I have particularly fond memories of the island of Aegina. This was the first Greek island I visited as Ambassador a few days after my arrival here in 2016. I’ve been back many times and I have particular memories of a wonderful August day spent visiting the beautiful studio of my friend and Fulbright alumni Costas Varotsos, when I visited the temple of Afaia, the third corner of the Sacred Triangle composed of the Acropolis and my favorite classical Greek monument, the temple of Poseidon at Sounion.

When I left Piraeus this morning, it was rainy, and the weather was unsettled, and as soon as we left the harbor, two dolphins crossed bow of our ferry, so I knew it was going to be a good day, and I’m grateful for this beautiful weather.

When I was on this island before, of course, I’ve also eaten my weight in your world-famous pistachios, which is yet another reminder of my home state of California, and Dr. Sotirakopoulos, I assure you, I can well appreciate the amazing smell that this island possesses and also its magical light which is so distinctive of the Saronic Gulf.

I was in Thessaloniki on Friday, where it was not so warm and beautiful, with our Gilman Scholars at the first-ever Career Summit, speaking about the importance of our people-to-people ties and the bonds that have been built between our two nations. That event provided an opportunity to reflect on the particularly strong ties between the U.S. and Greece and the long history of philhellenism in the United States.
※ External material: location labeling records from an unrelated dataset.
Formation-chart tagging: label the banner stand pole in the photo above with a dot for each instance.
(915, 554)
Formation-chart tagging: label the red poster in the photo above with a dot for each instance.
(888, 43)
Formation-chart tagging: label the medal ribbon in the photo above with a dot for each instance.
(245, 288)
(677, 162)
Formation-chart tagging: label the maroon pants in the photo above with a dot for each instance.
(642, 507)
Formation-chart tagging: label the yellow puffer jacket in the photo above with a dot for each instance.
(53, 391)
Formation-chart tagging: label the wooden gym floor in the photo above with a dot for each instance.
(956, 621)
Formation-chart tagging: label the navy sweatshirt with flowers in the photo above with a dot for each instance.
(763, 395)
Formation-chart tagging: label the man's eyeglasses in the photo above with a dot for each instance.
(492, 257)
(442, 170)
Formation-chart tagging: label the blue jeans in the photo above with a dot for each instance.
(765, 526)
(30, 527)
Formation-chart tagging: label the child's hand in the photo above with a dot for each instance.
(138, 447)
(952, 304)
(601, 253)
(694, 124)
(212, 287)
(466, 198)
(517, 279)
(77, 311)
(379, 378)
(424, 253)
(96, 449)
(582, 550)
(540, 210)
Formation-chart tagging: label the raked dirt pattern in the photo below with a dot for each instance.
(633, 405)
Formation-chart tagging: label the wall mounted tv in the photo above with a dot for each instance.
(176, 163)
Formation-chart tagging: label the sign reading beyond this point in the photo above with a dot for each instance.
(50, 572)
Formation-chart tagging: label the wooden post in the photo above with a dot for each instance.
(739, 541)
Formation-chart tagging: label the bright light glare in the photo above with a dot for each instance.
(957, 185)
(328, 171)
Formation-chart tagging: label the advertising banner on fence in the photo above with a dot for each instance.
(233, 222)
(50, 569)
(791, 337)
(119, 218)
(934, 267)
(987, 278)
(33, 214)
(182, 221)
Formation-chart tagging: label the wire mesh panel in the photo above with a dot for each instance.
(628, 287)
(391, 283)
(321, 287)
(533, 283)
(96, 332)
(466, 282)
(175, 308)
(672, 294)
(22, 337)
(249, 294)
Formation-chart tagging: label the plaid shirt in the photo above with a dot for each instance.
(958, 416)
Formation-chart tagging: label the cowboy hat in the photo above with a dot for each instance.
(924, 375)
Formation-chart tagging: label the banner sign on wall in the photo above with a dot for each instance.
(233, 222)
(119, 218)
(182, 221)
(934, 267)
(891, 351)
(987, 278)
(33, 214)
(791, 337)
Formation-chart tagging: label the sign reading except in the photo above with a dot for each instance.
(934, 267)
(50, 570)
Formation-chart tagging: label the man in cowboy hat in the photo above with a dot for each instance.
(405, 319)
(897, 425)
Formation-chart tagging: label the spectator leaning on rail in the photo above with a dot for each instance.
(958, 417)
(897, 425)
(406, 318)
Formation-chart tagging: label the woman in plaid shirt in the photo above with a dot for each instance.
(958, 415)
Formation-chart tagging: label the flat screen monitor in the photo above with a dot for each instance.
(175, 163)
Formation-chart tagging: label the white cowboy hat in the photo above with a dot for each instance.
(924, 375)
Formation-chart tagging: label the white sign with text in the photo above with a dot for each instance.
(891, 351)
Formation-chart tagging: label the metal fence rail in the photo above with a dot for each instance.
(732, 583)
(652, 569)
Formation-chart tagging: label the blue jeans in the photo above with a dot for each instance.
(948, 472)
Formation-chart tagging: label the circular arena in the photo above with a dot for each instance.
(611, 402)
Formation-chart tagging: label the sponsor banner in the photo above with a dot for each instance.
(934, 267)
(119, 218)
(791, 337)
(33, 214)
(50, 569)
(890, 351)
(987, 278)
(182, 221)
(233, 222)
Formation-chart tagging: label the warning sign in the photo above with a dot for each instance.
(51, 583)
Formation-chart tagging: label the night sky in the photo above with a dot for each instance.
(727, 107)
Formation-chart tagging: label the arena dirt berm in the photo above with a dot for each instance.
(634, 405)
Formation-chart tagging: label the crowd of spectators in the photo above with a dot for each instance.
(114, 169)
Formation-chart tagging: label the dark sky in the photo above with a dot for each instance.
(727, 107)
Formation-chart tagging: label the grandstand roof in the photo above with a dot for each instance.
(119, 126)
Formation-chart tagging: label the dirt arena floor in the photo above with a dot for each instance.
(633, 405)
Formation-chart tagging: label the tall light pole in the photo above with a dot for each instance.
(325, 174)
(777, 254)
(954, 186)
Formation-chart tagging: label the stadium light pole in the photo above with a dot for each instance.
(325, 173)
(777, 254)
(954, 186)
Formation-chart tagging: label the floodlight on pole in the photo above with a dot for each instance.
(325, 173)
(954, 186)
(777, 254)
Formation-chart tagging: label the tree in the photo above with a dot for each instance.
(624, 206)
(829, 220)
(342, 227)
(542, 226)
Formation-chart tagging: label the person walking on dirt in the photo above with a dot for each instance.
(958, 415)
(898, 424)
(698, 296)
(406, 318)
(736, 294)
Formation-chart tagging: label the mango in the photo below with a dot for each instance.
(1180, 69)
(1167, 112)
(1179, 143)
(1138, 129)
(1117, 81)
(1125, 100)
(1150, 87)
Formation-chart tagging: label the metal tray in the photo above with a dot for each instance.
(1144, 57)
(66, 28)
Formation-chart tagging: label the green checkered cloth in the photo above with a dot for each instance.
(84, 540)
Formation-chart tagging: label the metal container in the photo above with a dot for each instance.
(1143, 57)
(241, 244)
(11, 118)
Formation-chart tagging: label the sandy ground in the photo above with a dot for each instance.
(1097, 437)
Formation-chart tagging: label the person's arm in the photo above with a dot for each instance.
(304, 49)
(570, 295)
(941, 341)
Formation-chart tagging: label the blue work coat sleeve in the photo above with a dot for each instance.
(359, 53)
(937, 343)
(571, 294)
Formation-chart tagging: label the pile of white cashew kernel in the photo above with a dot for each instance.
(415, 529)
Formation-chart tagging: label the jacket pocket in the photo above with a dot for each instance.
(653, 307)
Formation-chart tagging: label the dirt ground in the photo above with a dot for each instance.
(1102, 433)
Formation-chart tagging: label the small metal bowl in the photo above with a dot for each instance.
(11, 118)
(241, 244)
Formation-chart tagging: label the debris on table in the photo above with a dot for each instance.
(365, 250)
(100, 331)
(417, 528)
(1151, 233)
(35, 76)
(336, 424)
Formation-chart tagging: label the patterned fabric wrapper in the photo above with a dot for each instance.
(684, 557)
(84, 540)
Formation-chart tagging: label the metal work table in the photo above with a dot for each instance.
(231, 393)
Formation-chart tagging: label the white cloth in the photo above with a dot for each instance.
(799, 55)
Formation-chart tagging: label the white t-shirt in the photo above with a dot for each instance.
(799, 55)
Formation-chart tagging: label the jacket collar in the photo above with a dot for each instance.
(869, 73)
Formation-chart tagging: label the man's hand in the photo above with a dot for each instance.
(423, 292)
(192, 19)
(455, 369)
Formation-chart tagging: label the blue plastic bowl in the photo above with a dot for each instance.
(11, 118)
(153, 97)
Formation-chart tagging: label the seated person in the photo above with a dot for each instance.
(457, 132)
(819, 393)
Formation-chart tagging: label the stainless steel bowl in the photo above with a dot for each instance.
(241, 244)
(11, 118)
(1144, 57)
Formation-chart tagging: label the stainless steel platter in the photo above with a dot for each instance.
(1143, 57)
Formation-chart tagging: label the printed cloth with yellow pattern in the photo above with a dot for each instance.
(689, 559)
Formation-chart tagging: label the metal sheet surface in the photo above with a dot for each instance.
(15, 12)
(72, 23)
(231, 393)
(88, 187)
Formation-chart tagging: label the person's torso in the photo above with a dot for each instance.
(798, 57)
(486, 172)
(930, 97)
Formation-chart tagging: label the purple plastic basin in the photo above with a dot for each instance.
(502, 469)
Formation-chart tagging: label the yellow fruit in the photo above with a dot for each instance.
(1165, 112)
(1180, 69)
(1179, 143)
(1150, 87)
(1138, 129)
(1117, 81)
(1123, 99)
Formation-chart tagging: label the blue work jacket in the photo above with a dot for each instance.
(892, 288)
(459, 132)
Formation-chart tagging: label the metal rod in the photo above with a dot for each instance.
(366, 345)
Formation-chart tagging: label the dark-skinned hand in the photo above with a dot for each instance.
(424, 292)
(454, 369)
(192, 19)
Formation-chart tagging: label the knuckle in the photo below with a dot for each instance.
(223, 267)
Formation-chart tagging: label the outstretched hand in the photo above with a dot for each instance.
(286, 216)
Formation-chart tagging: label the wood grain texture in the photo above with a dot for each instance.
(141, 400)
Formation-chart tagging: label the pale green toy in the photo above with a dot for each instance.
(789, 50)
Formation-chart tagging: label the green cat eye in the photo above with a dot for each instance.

America of course was founded on the Greek ideas of δημοκρατία. Our founding fathers studied ancient Greek classics; their political vocabulary relied on Greek words; and their revolutionary imagination was explicitly inspired by ancient Athenian ideals, especially the rule of law and government of, for, and by the people.

And just as ancient Greece inspired our founding fathers, so too did the American War of Independence inspire Greek fighters in your war of independence 45 years later. Because of our shared ideals, support for the Greek War of Independence became the most popular foreign policy issue in the United States in the early 1820s, during the formative years of our nation.

Philhellenes like Dr. Howe left their homes to join the fight, refusing financial compensation from the Greek government and often enduring great hardship to support their Greek comrades in arms.

After the war, Dr. Howe toured the United States to raise money to relieve famine and suffering in Greece. He collected money that financed eight ship cargos of food and clothing, the largest aid that Greece received from abroad at that time. And as Dr. Sotirakopoulos described, he also constructed Aegina’s first port near where we are now standing. Continuing to support Greece 120 years later, the Marshall Plan would send over 6.5 million tons of US food and supplies to the Greek people following World War II.

And in the same spirit, the United States and U.S. Embassy is working today to support Greece as the country seeks to grow its way out from a decade-long economic crisis.

Dr. Howe’s story is one of sacrifice, compassion, and enormous respect for the shared values that serve as the foundation of our democracies.

So I am proud to be here today for the unveiling of this monument, which will be a reminder not only of a Greek and American hero, but of the ελευθερία and δημοκρατία  that we hold dear and the enduring φιλία between our two nations. And as you approach your bicentennial in 2021, I expect we will often hear the cry Ζήτω η Ελλάδα, Ζήτω η Αμερική. Ευχαριστώ πολύ.